The radio was still droning as they went out.
The telephone rang again. It was Penny this time.
"I'm coming down there," she said, "I'm scared. I'm coming down there with you."
"Stay away from here!" Rocks shouted. But she had already hung up. Desperately, he tried to call her back. There was no answer. She had already left. She was driving toward the museum, driving through a night in which death lurked.
Rocks groaned. He went back to the basement. There was nothing he could do. Nothing! The coffee pot was bubbling on its burner. He poured himself a cup of the scalding brew. It burned his throat but it cleared his head.
He went back to work. The language was out. He couldn't crack it. He didn't even have time to try to crack it any more. But there were Morton's notes. He hadn't studied them thoroughly. He had read only those portions of the notes that dealt with the language. He began to go over them again, starting with the section that dealt with the discovery of the box.
Jan. 10, 1940—Morton had written—Discovered today what is unquestionably the tomb of a Sumerian king. Located in a hillside. Cut out of solid rock. Landslide centuries ago had covered entrance. But even more important, in my opinion, than the tomb is the discovery of the strange metal box that we found in a niche at the back. We are unable to determine the metal of which the box is constructed. It is covered with mould but shows no sign of rust or corrosion, which is exceedingly unusual, for this tomb dates back into the past for at least six thousand years.

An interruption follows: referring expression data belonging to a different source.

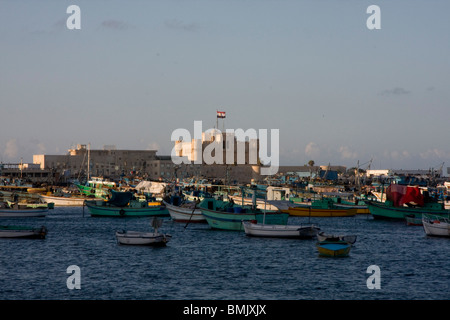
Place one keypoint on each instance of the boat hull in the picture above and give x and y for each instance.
(233, 221)
(436, 226)
(180, 214)
(112, 211)
(279, 231)
(64, 201)
(142, 238)
(333, 249)
(23, 213)
(307, 211)
(386, 211)
(321, 236)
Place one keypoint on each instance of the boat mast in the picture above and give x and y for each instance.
(89, 160)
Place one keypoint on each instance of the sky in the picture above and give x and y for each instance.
(339, 92)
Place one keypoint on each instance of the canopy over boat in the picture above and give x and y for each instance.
(120, 199)
(400, 195)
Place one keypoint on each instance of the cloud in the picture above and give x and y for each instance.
(115, 24)
(11, 149)
(312, 150)
(397, 91)
(180, 25)
(434, 153)
(397, 155)
(346, 153)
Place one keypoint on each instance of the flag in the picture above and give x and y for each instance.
(221, 114)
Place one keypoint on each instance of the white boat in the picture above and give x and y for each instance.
(186, 212)
(18, 210)
(65, 201)
(435, 225)
(144, 238)
(252, 228)
(322, 236)
(22, 232)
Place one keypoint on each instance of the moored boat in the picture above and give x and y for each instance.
(333, 248)
(404, 201)
(320, 208)
(124, 204)
(322, 236)
(10, 209)
(229, 216)
(64, 201)
(255, 229)
(413, 220)
(139, 238)
(22, 232)
(435, 225)
(183, 211)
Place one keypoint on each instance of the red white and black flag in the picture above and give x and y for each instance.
(220, 114)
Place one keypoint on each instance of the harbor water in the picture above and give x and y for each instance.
(204, 264)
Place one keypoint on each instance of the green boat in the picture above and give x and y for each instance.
(96, 187)
(124, 204)
(229, 216)
(386, 210)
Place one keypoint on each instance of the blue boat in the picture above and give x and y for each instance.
(334, 248)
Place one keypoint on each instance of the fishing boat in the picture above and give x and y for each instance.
(139, 238)
(97, 187)
(22, 232)
(255, 229)
(435, 225)
(320, 208)
(10, 209)
(322, 236)
(333, 248)
(65, 201)
(125, 204)
(183, 211)
(402, 201)
(413, 220)
(226, 215)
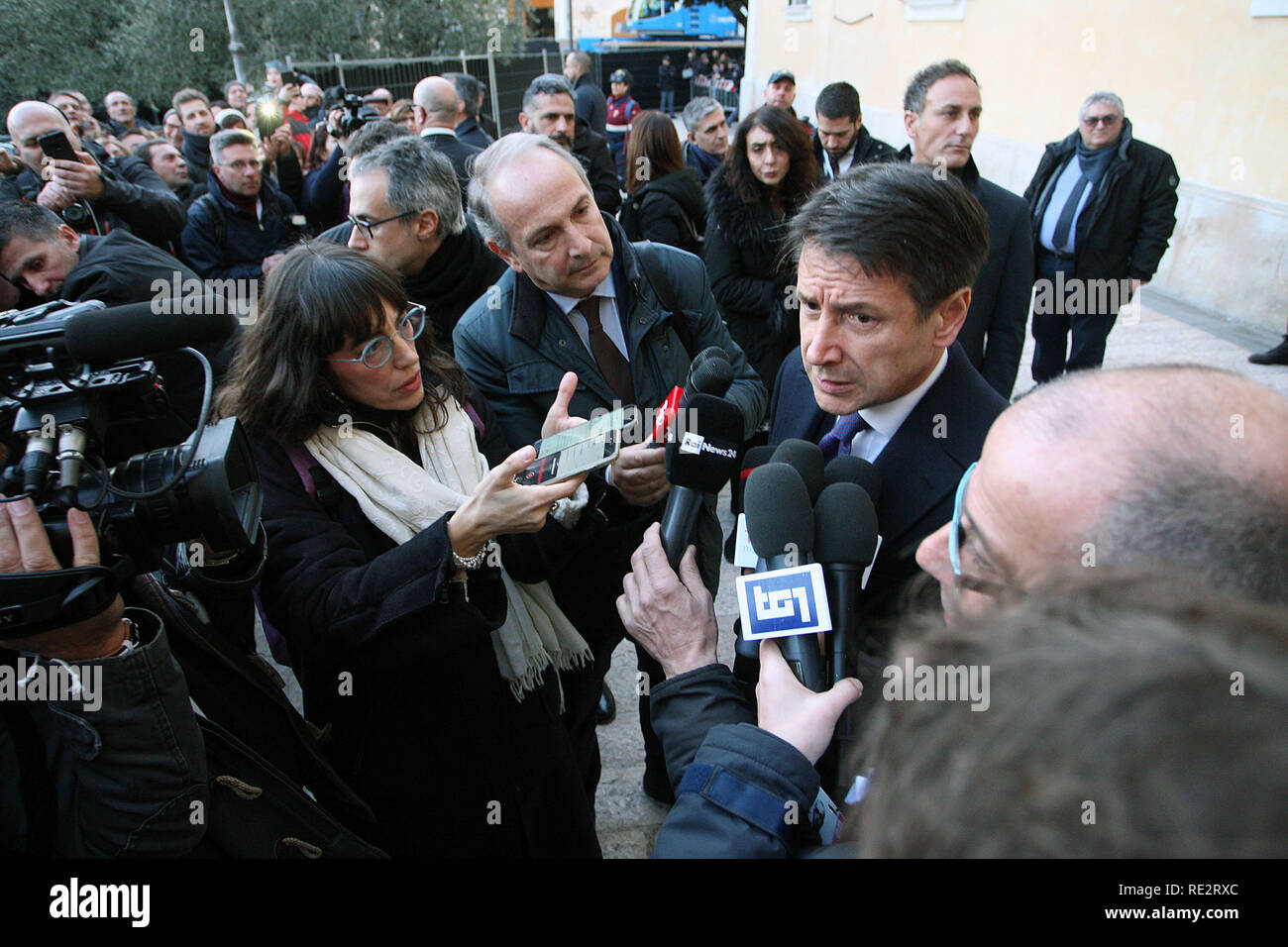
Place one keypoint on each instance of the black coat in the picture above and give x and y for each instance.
(459, 154)
(669, 210)
(741, 250)
(425, 729)
(993, 333)
(1127, 222)
(134, 197)
(591, 150)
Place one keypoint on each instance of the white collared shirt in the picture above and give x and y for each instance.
(842, 163)
(885, 420)
(608, 316)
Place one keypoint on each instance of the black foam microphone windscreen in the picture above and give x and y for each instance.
(780, 514)
(807, 460)
(845, 526)
(136, 330)
(850, 470)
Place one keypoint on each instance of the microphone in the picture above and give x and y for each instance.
(134, 330)
(850, 470)
(807, 460)
(845, 540)
(781, 527)
(698, 462)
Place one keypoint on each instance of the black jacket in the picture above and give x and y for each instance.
(134, 197)
(741, 250)
(460, 270)
(472, 133)
(590, 103)
(993, 333)
(1127, 222)
(426, 731)
(223, 241)
(669, 210)
(459, 154)
(867, 151)
(591, 150)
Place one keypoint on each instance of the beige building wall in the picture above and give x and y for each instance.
(1201, 78)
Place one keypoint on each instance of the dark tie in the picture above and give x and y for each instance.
(608, 357)
(1070, 208)
(840, 438)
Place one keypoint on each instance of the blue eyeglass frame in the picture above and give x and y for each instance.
(366, 350)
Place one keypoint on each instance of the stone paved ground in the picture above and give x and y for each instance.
(1166, 333)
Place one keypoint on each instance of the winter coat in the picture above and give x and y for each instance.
(741, 250)
(398, 660)
(669, 210)
(1127, 222)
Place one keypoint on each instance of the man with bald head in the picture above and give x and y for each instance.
(1176, 467)
(437, 105)
(95, 192)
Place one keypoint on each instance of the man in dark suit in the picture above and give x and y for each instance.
(940, 114)
(887, 258)
(436, 118)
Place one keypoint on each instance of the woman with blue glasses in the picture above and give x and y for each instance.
(404, 566)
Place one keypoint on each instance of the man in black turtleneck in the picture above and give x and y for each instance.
(941, 108)
(404, 209)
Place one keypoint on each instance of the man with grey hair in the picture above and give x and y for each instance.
(627, 318)
(404, 211)
(591, 105)
(469, 90)
(437, 106)
(708, 136)
(548, 110)
(1103, 208)
(940, 115)
(244, 224)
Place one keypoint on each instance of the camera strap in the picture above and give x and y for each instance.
(54, 599)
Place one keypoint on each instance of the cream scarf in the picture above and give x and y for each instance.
(400, 499)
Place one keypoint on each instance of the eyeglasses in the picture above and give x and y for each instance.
(956, 535)
(369, 226)
(377, 352)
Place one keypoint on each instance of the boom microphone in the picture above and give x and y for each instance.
(807, 460)
(136, 330)
(698, 462)
(845, 540)
(781, 527)
(850, 470)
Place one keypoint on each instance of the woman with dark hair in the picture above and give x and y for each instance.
(768, 172)
(664, 198)
(413, 609)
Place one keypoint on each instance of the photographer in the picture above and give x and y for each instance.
(111, 774)
(94, 193)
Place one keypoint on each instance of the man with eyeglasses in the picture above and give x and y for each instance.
(243, 226)
(1103, 208)
(404, 210)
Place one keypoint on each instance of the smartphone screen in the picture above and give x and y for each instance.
(572, 460)
(55, 146)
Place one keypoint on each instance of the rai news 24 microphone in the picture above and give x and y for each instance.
(709, 372)
(698, 462)
(787, 599)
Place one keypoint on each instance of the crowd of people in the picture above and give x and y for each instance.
(433, 302)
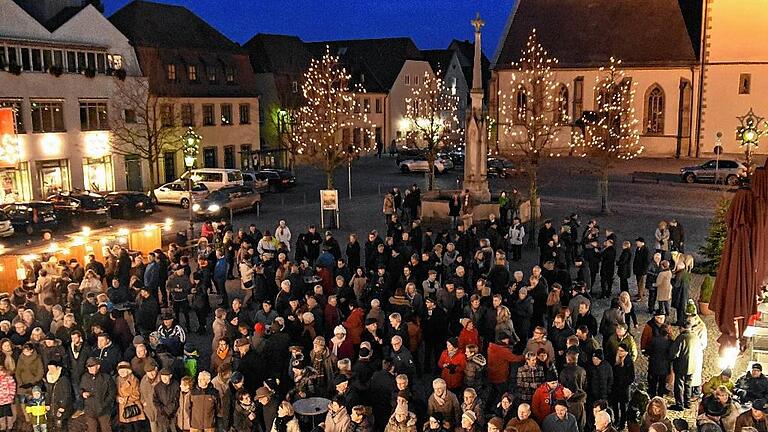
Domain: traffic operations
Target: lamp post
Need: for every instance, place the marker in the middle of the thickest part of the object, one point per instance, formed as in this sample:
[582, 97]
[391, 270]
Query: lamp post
[748, 134]
[191, 140]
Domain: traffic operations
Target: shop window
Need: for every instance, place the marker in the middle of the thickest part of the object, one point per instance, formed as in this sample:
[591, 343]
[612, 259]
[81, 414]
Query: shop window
[226, 114]
[93, 116]
[229, 157]
[54, 176]
[16, 106]
[97, 174]
[15, 184]
[47, 117]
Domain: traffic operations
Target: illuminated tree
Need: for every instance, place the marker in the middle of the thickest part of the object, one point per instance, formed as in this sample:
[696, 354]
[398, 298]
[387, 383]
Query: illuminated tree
[331, 106]
[140, 127]
[431, 116]
[532, 116]
[611, 132]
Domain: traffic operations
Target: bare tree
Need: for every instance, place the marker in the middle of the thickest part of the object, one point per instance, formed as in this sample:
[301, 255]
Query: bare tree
[532, 116]
[140, 127]
[611, 132]
[331, 106]
[431, 114]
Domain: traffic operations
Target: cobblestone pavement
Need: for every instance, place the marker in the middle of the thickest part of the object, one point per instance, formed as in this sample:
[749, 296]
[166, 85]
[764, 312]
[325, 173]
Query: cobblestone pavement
[637, 208]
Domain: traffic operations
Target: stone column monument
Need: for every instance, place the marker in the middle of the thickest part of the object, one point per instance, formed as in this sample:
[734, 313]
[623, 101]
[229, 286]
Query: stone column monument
[476, 150]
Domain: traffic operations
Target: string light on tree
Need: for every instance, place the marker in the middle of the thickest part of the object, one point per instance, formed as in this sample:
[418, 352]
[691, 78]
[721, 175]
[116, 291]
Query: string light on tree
[610, 133]
[431, 119]
[331, 104]
[531, 115]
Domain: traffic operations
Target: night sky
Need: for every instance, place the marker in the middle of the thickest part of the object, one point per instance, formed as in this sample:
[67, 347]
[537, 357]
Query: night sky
[430, 23]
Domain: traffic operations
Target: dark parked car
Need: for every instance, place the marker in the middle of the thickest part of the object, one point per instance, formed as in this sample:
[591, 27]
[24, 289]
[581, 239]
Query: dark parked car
[77, 209]
[31, 217]
[129, 204]
[227, 201]
[278, 179]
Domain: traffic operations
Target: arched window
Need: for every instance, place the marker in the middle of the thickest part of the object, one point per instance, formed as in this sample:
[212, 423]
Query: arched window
[562, 104]
[521, 106]
[654, 110]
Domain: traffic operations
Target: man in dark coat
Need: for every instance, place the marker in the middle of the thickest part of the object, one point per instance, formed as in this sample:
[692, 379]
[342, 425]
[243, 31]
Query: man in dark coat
[98, 391]
[607, 269]
[683, 364]
[624, 266]
[434, 333]
[640, 265]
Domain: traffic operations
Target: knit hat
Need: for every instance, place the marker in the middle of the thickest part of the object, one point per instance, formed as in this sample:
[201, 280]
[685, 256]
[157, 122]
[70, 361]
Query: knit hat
[470, 415]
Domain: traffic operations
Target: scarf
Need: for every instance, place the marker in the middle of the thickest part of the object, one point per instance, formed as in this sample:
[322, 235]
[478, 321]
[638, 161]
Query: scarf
[281, 423]
[222, 353]
[440, 399]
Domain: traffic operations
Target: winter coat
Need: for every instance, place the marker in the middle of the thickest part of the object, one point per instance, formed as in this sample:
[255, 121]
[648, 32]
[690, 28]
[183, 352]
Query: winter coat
[102, 394]
[205, 406]
[147, 393]
[59, 394]
[165, 398]
[600, 381]
[500, 357]
[664, 286]
[680, 352]
[408, 426]
[128, 393]
[452, 368]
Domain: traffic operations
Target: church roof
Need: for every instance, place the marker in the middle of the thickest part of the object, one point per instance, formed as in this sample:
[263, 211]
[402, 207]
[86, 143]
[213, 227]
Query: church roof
[587, 33]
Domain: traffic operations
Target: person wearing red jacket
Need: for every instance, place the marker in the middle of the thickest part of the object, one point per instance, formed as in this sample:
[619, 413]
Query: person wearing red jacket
[452, 363]
[544, 398]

"Jan. 12, 1940. Box very heavy—must weigh more than a hundred pounds. Frankly, aside from its archeological interest, I am curious to know the contents of this box. There is a possibility of gold or gems. Guess I'm human after all, to be thinking about wealth. Am writing full details to the museum.
"Jan. 15, 1940. Unable to open box. Must have cunning combination lock. Also unable to decipher inscription on it. Don't know this form of writing. No record of it anywhere. This is exceedingly unusual. A completely forgotten language rediscovered."
Rocks Malone went through the notes, reading swiftly, searching, hoping for a clue. Outside in the night death was stalking. And there was a possibility that the clue to the death lay here, in the notes of the dead archeologist.
Penny came in. He went to meet her. She flew to his arms. "It's awful outside," she whispered. "Thousands of people must have heard the news broadcast. Half of them are trying to get to the theater where all those people were killed. The others are trying to get away. Oh, Rocks, have you discovered anything."
He shook his head. She looked again at his unshaven, haggard face, and said nothing.
He went back to the notes Morton had left. With Penny helping, he went through them, down to the last page. "It's no use," he groaned. "Morton didn't know anything about the thing that was in that damned box."
Then he turned the last page. Morton had written that page only yesterday, the day he died.
"Sept. 21, 1940. Succeeded in opening the box today. As I suspected it was closed by a combination lock. Deucedly clever thing, that lock. Not like any lock in use today. Patent rights on it might provide the museum with some of the cash it so badly needs.
"To my great astonishment, and regret, when I opened the box, I found it empty."
Rocks Malone started at the words Morton had written. Penny had been reading over her shoulder. He heard her catch her breath.
EMPTY! The single word seemed to leap out at him. How on earth could Morton make a mistake like that!
There was another line of writing. "Weighed box. Find that it weighs nine pounds less than it did when I brought it here."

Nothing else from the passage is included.